Axa Affin is one of a few other divestments the group is looking to conduct this year.

Khairil said FGVH has set out a list on the disposals, but declined to give details.

“There are some that we are planning to conclude this year, but the rest perhaps next year.

We want to dispose the non- core to potential buyers who see such assets as their core, hence we get a better value,” Khairil said.

“It is safe to say it is slightly above RM100 million and would be very important in terms of contributing to our bottom line this year,” he added.

Affin Holdings Bhd has been the frontrunner in acquiring FGVH’s stake in the insurance provider.

The financial group’s CEO Kamarul Ariffin Mohd Jamil earlier said Axa Affin was an important business to Affin and hoped the deal would be concluded by Aug 5. No further announcement has been made thus far.
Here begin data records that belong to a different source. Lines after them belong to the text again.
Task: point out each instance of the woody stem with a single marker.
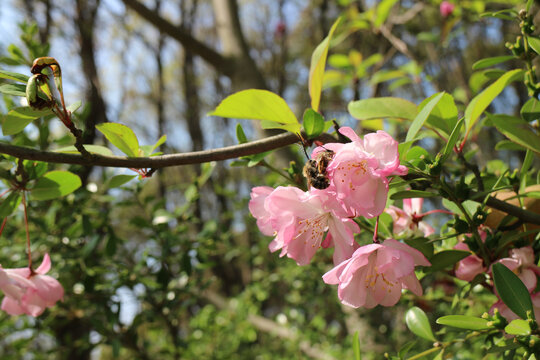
(27, 231)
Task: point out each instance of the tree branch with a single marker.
(196, 157)
(218, 61)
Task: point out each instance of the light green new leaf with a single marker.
(313, 123)
(316, 69)
(17, 119)
(384, 107)
(481, 101)
(55, 184)
(534, 43)
(93, 149)
(418, 323)
(9, 204)
(13, 76)
(262, 105)
(383, 9)
(122, 137)
(422, 116)
(517, 130)
(518, 327)
(487, 62)
(512, 291)
(119, 180)
(464, 322)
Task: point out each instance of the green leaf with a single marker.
(93, 149)
(446, 258)
(356, 346)
(518, 327)
(464, 322)
(121, 136)
(418, 323)
(512, 291)
(119, 180)
(4, 74)
(13, 89)
(10, 204)
(409, 194)
(240, 134)
(452, 140)
(534, 43)
(422, 116)
(55, 184)
(383, 9)
(384, 107)
(517, 130)
(74, 107)
(313, 123)
(18, 118)
(487, 62)
(481, 101)
(443, 117)
(316, 69)
(530, 110)
(262, 105)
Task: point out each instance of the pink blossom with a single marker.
(359, 169)
(376, 274)
(521, 262)
(299, 221)
(469, 267)
(409, 220)
(446, 8)
(509, 315)
(27, 292)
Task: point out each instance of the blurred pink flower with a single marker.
(359, 169)
(409, 219)
(509, 315)
(299, 221)
(27, 292)
(521, 262)
(446, 8)
(376, 274)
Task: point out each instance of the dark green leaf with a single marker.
(512, 291)
(487, 62)
(122, 137)
(13, 89)
(409, 194)
(418, 323)
(517, 130)
(464, 322)
(313, 123)
(384, 107)
(55, 184)
(422, 116)
(9, 204)
(446, 258)
(518, 327)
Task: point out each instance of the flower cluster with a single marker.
(29, 292)
(357, 185)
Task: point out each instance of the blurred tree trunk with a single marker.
(86, 12)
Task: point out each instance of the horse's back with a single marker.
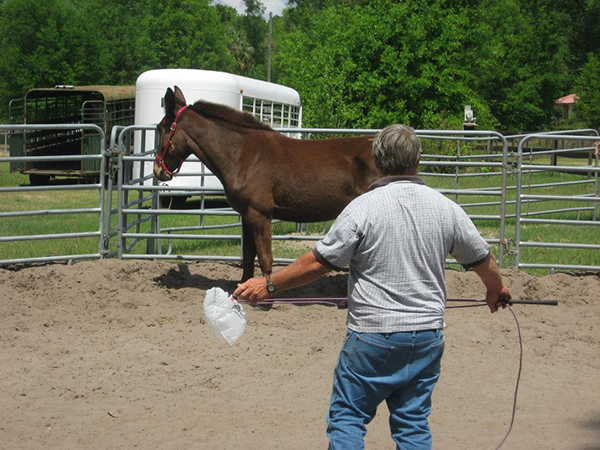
(316, 179)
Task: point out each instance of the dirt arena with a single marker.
(116, 355)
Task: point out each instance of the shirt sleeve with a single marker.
(339, 245)
(468, 248)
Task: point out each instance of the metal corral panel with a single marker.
(110, 93)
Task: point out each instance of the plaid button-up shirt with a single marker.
(395, 239)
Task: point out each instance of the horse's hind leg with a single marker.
(261, 232)
(248, 250)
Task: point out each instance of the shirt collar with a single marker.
(392, 179)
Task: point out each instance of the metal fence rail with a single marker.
(130, 209)
(138, 221)
(591, 199)
(99, 186)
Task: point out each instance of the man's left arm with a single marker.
(304, 270)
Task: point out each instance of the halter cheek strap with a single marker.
(160, 157)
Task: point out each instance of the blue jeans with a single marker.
(400, 368)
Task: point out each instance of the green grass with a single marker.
(45, 200)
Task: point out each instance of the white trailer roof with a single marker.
(208, 80)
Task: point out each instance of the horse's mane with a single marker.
(229, 115)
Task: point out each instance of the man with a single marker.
(395, 238)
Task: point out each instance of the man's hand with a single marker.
(252, 291)
(493, 299)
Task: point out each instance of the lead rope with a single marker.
(340, 301)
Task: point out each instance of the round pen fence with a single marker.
(145, 229)
(516, 189)
(15, 219)
(574, 206)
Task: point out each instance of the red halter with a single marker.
(160, 158)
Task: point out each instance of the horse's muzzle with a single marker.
(160, 174)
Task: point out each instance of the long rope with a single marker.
(341, 301)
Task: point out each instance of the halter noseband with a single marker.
(160, 158)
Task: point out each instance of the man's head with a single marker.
(397, 150)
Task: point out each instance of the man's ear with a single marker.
(179, 97)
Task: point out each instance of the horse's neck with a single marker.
(215, 147)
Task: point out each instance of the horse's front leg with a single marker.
(261, 231)
(248, 250)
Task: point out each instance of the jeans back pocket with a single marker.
(368, 357)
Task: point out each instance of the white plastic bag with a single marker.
(224, 315)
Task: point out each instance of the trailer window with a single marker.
(274, 113)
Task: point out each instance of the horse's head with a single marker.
(172, 146)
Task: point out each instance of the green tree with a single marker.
(46, 42)
(183, 33)
(256, 28)
(587, 108)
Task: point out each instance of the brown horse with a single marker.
(265, 174)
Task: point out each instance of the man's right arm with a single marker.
(489, 273)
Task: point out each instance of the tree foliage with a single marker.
(355, 63)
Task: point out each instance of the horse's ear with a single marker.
(179, 97)
(170, 103)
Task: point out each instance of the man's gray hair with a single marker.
(397, 150)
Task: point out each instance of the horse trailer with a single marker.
(105, 106)
(274, 104)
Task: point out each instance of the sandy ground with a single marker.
(116, 355)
Kamarul Ariffin said the book value of FGVH’s 16% interest in Axa Affin stood at RM7.85 per share, or RM149.5 million in value. The completion of the deal will bring Affin’s shareholding in Axa Affin to 50.5% from the current 34.5%.

For the second-quarter ended June 30, 2017 (2Q17), FGVH reported a 65% decline in its net profit to RM25.9 million versus RM73.7 million last year, tugged by its loss-making sugar business.

The sugar segment posted a loss of RM41.6 million for the quarter compared to a profit of RM99.2 million in the corresponding period a year ago, due to higher raw sugar material cost and a weaker ringgit.

The group’s plantation and logistics, and other businesses returned to profit in the 2Q with a net profit of RM148 million and RM5.4 million respectively, versus a net loss of RM9.7 million and RM6 million respectively, a year ago.

The improved performance in the plantation segment was attributed to higher average crude palm oil price realised of RM2,916 per metric tonne, while higher throughput and tonnage carried by the group’s transportation operation contributed to the better result in the logistics and other segments.

“We could see the numbers (for the plantation segment) have improved tremendously for the quarter. I hope in another two quarters we will achieve a much better performance for the company,” Khairil added.

The group’s revenue for the quarter rose 8.3% to RM8.6 billion from RM7.9 billion a year ago.

Moving forward, FGVH expects fresh fruit bunch production for the second-half of 2017 to improve further, due to increased productivity resulting from higher output of crops and consolidated efforts to overcome the shortage of plantation workers.

The group will continue to consolidate by-products business, such as palm kernel shell, sludge oil, biomass as well as biogas, and is expecting an additional revenue of more than RM60 million per annum for export and local markets.